人の口に戸は・・・テレビメディアの功罪

台湾有事に関する高市発言がそれほど重大なことかと言いたい。そもそも高市氏の発言は国会での立憲民主党議員の質問に対する答えである。その質問の内容によっては今回のような答弁をせざる得なかったのではないか、質問の内容には触れず答弁だけを強調して流すテレビメディアの対応こそ問題である。

さらに追及すれば立憲民主党議員の質問の意図は何であった、端から高市発言を探りにかけそれを肴に追及する魂胆があったのではないか、それに乗じてテレビなどメディアは一斉に動いた、その動きが中国に伝わり騒ぎを起こした。考えれば立憲民主党議員の姑息な質問が政治の混乱を招き中国への悪影響をもたらしたといってもよい。

そのためテレビは30年前の細川内閣時代に遡り中国との声明文書を持ち出し日本は一切台湾問題には関与しないといった約束事を強調し、高市発言の不適切さを取り上げるに至っては何をか況やである、時代は変わっているのだ。30年も前と現在とでは台湾への関わり方も当然違ってきた。また中国の台湾への対応も変わってきた筈だ。

古来「人の口には戸を立てられない」といった言い伝えもある。

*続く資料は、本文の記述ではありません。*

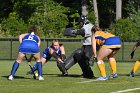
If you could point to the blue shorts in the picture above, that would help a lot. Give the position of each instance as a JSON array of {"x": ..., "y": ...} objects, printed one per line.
[{"x": 29, "y": 47}]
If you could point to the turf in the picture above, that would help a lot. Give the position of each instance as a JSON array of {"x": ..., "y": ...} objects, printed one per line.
[{"x": 54, "y": 83}]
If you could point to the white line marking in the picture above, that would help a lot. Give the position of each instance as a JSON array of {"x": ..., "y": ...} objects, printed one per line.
[
  {"x": 87, "y": 81},
  {"x": 127, "y": 90}
]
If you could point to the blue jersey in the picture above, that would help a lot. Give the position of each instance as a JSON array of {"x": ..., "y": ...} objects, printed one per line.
[
  {"x": 46, "y": 53},
  {"x": 29, "y": 44}
]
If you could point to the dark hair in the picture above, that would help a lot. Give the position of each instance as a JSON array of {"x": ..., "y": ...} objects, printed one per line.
[
  {"x": 55, "y": 40},
  {"x": 33, "y": 29},
  {"x": 95, "y": 28}
]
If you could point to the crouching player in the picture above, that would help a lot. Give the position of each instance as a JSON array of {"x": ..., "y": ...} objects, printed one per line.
[
  {"x": 110, "y": 44},
  {"x": 137, "y": 64},
  {"x": 29, "y": 44},
  {"x": 57, "y": 51}
]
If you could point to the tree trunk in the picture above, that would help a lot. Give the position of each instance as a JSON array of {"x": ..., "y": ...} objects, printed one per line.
[{"x": 84, "y": 7}]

例え嘘の噂でもこれを止める手立ては誰にもできないということだ。さらに嘘のうわさを本当のように流せばだれもがそれを信じてしまう。

高市発言がどうであれ中国が日本に制裁を課したことはむしろ日本にとって好材料の面も多くあろう。中国人観光客の激減は爆買やマナーの悪さから解放され日本人のための観光地として復活する機会だと捉えればむしろ高市発言の効果があった。

さらにガソリン代の大幅な値下がりは目に見えてはっきりと分かる、これほどの対策に乗り出した内閣は後にも先にも高市内閣以外ない。物価上昇の原因はここ数年来続く観光促進による米の需要増から始まったのである。